If you found someone attractive with good genes, you became aroused, which ultimately culminated in mating and before the Stratera virus, the creation of human life.

But what I felt for Haina defied everything I thought I knew. Because when I was around her, when her hand was in mine, when our bodies connected, it was pure magic. I could feel it right down to my toes. It was so much deeper than sexual attraction. So much deeper than the animal need to mate.

Haina was my everything. She was steel wrapped in softness, brilliance shrouded in innocence. A tender heart protected by an impenetrable shell made up of years of neglect and cruelty. She owned every square inch of my heart. Without her, I was nothing. And I knew my brothers would say the same thing.

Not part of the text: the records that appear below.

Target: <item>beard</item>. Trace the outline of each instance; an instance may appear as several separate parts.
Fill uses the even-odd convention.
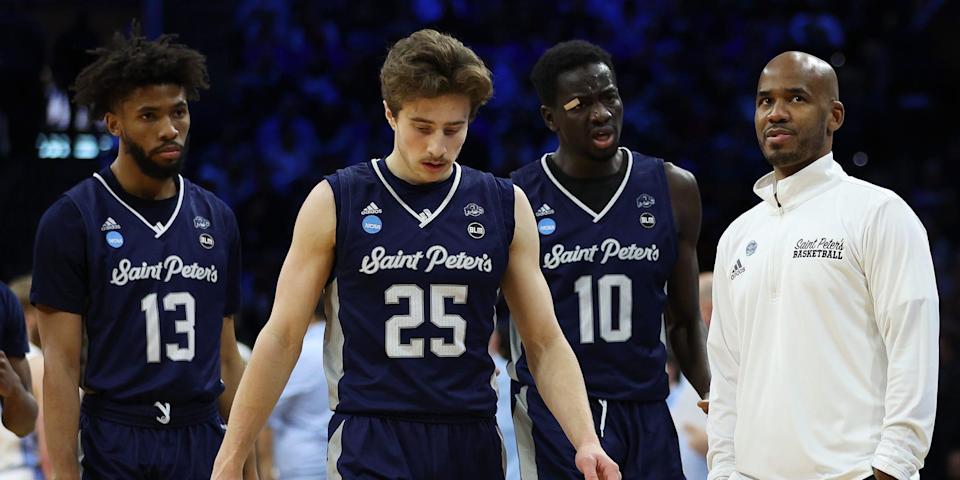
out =
[[[824,121],[819,125],[816,133],[798,139],[797,148],[793,150],[764,149],[763,153],[771,167],[787,167],[813,162],[819,158],[819,152],[823,150],[828,135],[827,122]]]
[[[183,160],[187,155],[187,147],[189,146],[189,138],[183,144],[182,150],[180,150],[180,158],[176,162],[171,163],[170,165],[161,165],[150,159],[158,150],[168,146],[169,144],[160,145],[159,147],[153,149],[150,153],[140,146],[137,142],[134,142],[127,136],[123,137],[124,148],[127,149],[127,153],[133,157],[133,161],[137,164],[137,167],[143,172],[144,175],[154,178],[157,180],[166,180],[168,178],[173,178],[177,176],[181,171],[183,171]]]

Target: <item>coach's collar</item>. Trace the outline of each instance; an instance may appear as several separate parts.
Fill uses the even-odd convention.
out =
[[[753,192],[775,212],[787,211],[827,190],[846,175],[834,161],[833,152],[829,152],[787,178],[777,180],[773,172],[760,177],[753,185]]]

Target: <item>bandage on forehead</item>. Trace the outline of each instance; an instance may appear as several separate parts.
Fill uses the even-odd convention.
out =
[[[564,103],[563,110],[566,112],[569,112],[570,110],[577,108],[577,105],[580,105],[580,97],[574,98],[573,100],[570,100],[569,102]]]

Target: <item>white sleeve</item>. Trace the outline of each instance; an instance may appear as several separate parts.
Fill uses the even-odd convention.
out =
[[[713,267],[713,314],[707,333],[710,360],[710,414],[707,415],[707,465],[709,480],[726,479],[736,465],[733,436],[737,425],[737,377],[740,369],[740,336],[730,302],[723,239]]]
[[[902,199],[884,202],[868,222],[863,265],[888,359],[872,464],[906,480],[923,466],[937,410],[937,283],[926,230]]]

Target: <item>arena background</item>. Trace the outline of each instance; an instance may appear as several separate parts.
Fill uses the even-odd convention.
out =
[[[29,272],[37,222],[56,196],[113,159],[115,140],[67,103],[66,87],[90,61],[84,51],[128,30],[132,18],[150,37],[177,33],[207,55],[212,89],[191,104],[185,173],[239,219],[238,328],[246,342],[269,313],[309,189],[336,168],[390,152],[377,75],[389,45],[410,32],[452,33],[494,72],[495,96],[471,124],[460,161],[500,175],[555,146],[528,80],[537,57],[571,38],[607,48],[625,105],[622,143],[699,180],[702,270],[712,268],[723,229],[757,202],[751,186],[769,170],[752,123],[760,70],[775,54],[800,49],[837,69],[847,112],[837,160],[899,193],[927,228],[942,341],[939,412],[923,474],[960,478],[958,7],[946,0],[0,0],[0,280]]]

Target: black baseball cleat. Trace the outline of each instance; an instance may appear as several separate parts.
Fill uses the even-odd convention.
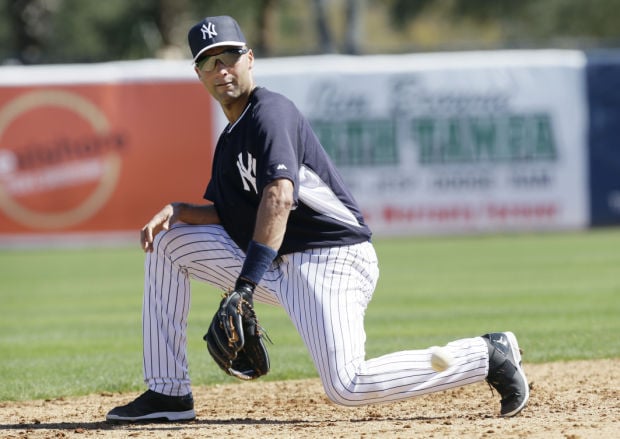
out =
[[[502,397],[500,415],[517,415],[530,397],[530,388],[521,366],[521,351],[512,332],[495,332],[482,336],[489,346],[487,382]]]
[[[196,418],[194,398],[168,396],[147,390],[127,405],[115,407],[106,416],[116,422],[191,421]]]

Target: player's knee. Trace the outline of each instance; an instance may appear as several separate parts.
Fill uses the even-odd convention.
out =
[[[178,230],[174,227],[169,230],[159,232],[153,239],[153,251],[157,253],[165,253],[168,244],[178,236]]]
[[[325,394],[335,404],[346,407],[358,407],[368,404],[363,393],[359,392],[353,381],[323,381]]]

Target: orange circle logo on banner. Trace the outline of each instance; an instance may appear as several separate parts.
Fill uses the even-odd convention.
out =
[[[105,114],[67,91],[35,90],[0,108],[0,209],[34,229],[95,215],[118,183],[121,158]]]

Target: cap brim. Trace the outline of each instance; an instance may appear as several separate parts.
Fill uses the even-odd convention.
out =
[[[196,60],[200,58],[200,55],[205,53],[207,50],[213,49],[215,47],[222,47],[222,46],[243,47],[245,46],[245,43],[241,41],[220,41],[219,43],[211,44],[207,47],[203,47],[202,49],[200,49],[200,52],[198,52],[196,56],[194,57],[194,62],[196,62]]]

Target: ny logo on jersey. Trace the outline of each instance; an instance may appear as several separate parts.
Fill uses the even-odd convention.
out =
[[[243,189],[249,192],[251,185],[252,188],[254,188],[254,192],[258,193],[258,190],[256,189],[256,159],[252,158],[252,154],[248,152],[248,160],[246,165],[243,163],[243,153],[240,152],[237,156],[237,168],[239,169]]]
[[[202,31],[203,40],[207,39],[207,35],[209,36],[209,38],[213,38],[217,35],[217,32],[215,32],[215,25],[211,22],[209,22],[208,25],[203,24],[200,30]]]

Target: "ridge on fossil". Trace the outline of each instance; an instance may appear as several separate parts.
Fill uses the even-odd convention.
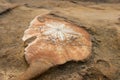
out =
[[[70,40],[76,37],[80,37],[81,34],[73,31],[70,28],[67,28],[65,24],[60,22],[50,22],[45,24],[41,28],[43,35],[49,36],[52,40],[58,39],[59,41]]]

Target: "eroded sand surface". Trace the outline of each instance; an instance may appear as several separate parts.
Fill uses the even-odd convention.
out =
[[[0,80],[27,69],[23,32],[36,15],[47,13],[85,28],[92,56],[53,67],[33,80],[120,80],[120,4],[77,0],[0,0]]]

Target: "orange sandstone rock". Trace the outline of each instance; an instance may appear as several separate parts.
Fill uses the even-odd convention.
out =
[[[30,67],[19,80],[29,80],[52,66],[84,60],[91,54],[90,35],[83,28],[50,15],[35,17],[22,39],[34,36],[36,39],[25,48]]]

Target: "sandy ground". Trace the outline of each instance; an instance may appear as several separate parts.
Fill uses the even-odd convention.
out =
[[[0,80],[27,69],[23,32],[35,16],[48,13],[85,28],[92,56],[53,67],[33,80],[120,80],[120,3],[78,0],[0,0]]]

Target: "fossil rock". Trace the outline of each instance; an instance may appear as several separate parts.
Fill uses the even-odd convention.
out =
[[[91,53],[90,35],[84,29],[50,15],[35,17],[22,40],[27,41],[34,36],[36,39],[25,48],[25,58],[30,67],[20,80],[28,80],[67,61],[84,60]]]
[[[28,63],[42,59],[56,65],[83,60],[90,55],[90,36],[84,29],[50,16],[39,18],[33,19],[22,38],[26,41],[36,36],[25,48]]]

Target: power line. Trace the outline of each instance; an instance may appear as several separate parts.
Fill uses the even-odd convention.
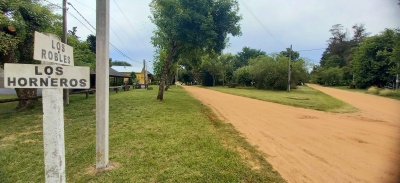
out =
[[[83,5],[83,6],[88,7],[89,9],[92,9],[92,10],[96,11],[96,9],[93,9],[92,7],[90,7],[90,6],[86,5],[86,4],[83,4],[82,2],[79,2],[78,0],[74,0],[74,1],[79,3],[79,4],[81,4],[81,5]]]
[[[272,32],[269,31],[269,30],[267,29],[267,27],[257,18],[257,16],[253,13],[253,11],[250,10],[250,8],[247,6],[247,4],[246,4],[244,1],[241,1],[241,2],[242,2],[242,4],[244,5],[244,7],[247,9],[247,11],[251,14],[251,16],[258,22],[258,24],[260,24],[261,27],[262,27],[272,38],[275,39],[276,42],[278,42],[281,46],[283,46],[283,47],[286,48],[286,46],[285,46],[284,44],[282,44],[282,42],[280,42],[280,41],[275,37],[275,35],[272,34]]]
[[[118,3],[113,0],[113,2],[115,3],[115,5],[117,6],[117,8],[119,9],[119,11],[121,12],[122,16],[124,16],[124,18],[126,19],[126,21],[129,23],[129,25],[131,26],[133,32],[135,33],[135,35],[139,38],[139,40],[141,41],[141,43],[143,44],[143,46],[146,47],[146,44],[144,44],[144,41],[142,40],[142,38],[140,37],[139,33],[134,29],[135,26],[132,25],[132,23],[129,21],[128,17],[126,17],[126,15],[124,14],[124,11],[122,11],[122,9],[119,7]]]
[[[74,7],[74,5],[72,5],[70,2],[68,2],[68,5],[70,5],[83,18],[83,20],[86,21],[86,23],[88,23],[94,30],[96,30],[96,28],[94,28],[94,26]]]
[[[70,5],[85,21],[86,21],[86,23],[87,24],[89,24],[94,30],[96,30],[96,28],[70,3],[70,2],[68,2],[68,5]],[[80,21],[79,21],[80,22]],[[81,22],[82,23],[82,22]],[[83,24],[84,25],[84,24]],[[86,25],[85,25],[85,27],[86,27]],[[87,28],[87,27],[86,27]],[[90,30],[90,29],[89,29]],[[90,30],[91,31],[91,30]],[[91,31],[92,33],[93,33],[93,31]],[[94,34],[94,33],[93,33]],[[115,33],[114,33],[115,34]],[[117,39],[119,39],[119,37],[117,36]],[[120,40],[120,42],[121,42],[121,40]],[[132,58],[130,58],[129,56],[127,56],[125,53],[123,53],[121,50],[119,50],[116,46],[114,46],[111,42],[110,42],[110,45],[111,45],[111,47],[112,48],[114,48],[114,50],[116,50],[118,53],[120,53],[123,57],[125,57],[125,58],[127,58],[127,59],[129,59],[129,60],[131,60],[131,61],[133,61],[133,62],[139,62],[139,61],[136,61],[136,60],[134,60],[134,59],[132,59]]]
[[[316,50],[325,50],[326,48],[315,48],[315,49],[309,49],[309,50],[299,50],[297,52],[303,52],[303,51],[316,51]]]
[[[74,1],[78,2],[79,4],[81,4],[81,5],[83,5],[83,6],[88,7],[89,9],[92,9],[93,11],[96,12],[96,10],[93,9],[93,8],[91,8],[90,6],[88,6],[88,5],[86,5],[86,4],[82,3],[82,2],[79,2],[79,1],[77,1],[77,0],[74,0]],[[130,39],[134,40],[134,39],[131,37],[131,35],[130,35],[129,33],[127,33],[126,30],[125,30],[124,28],[122,28],[121,25],[119,25],[119,24],[117,23],[118,21],[116,21],[112,16],[110,16],[110,18],[111,18],[111,20],[113,20],[113,23],[115,23],[115,24],[120,28],[120,30],[122,30],[122,31],[124,32],[125,35],[129,36]],[[121,39],[119,38],[119,36],[115,33],[115,31],[114,31],[112,28],[110,28],[110,30],[111,30],[111,32],[114,34],[114,36],[117,37],[117,39],[118,39],[122,44],[124,44],[123,41],[121,41]],[[139,45],[137,44],[136,41],[134,41],[134,43],[135,43],[137,46],[139,46]],[[124,46],[126,47],[125,44],[124,44]],[[140,47],[140,46],[139,46],[139,47]]]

And miraculously, her heart seemed big enough for all of us. For me, Rix, Zane and Zane’s storm cloud. He still didn’t entirely trust her, and we knew that at some point that would become a problem between the two of them, but that was his cross to bear, not mine. I trusted Haina. She’d given me no reason not to, and I was tired of living my life suspicious of everyone, believing that everyone and everything was a potential threat.

That was no way to live.

Not peacefully, anyway.

Spreading my palms, I lifted my head and pinned my eyes on her. God, I loved staring into those vibrant blue orbs. So full of life, love and brilliance. Like deep pools of azure, I would gladly get lost in for eternity.

“Go take a walk. Come back in an hour,” I said softly. “Give us time to clean ourselves up, have some food and just get reoriented with things. Okay? When you return, hopefully, we don’t look as scary as I’m sure we do right now.” My smile was grim because again, her expression didn’t make it seem like she was convinced at all. She seemed like she was preparing to flee, backing away until she knew we couldn’t reach her and then making a run for it into the woods. “Does that sound good?”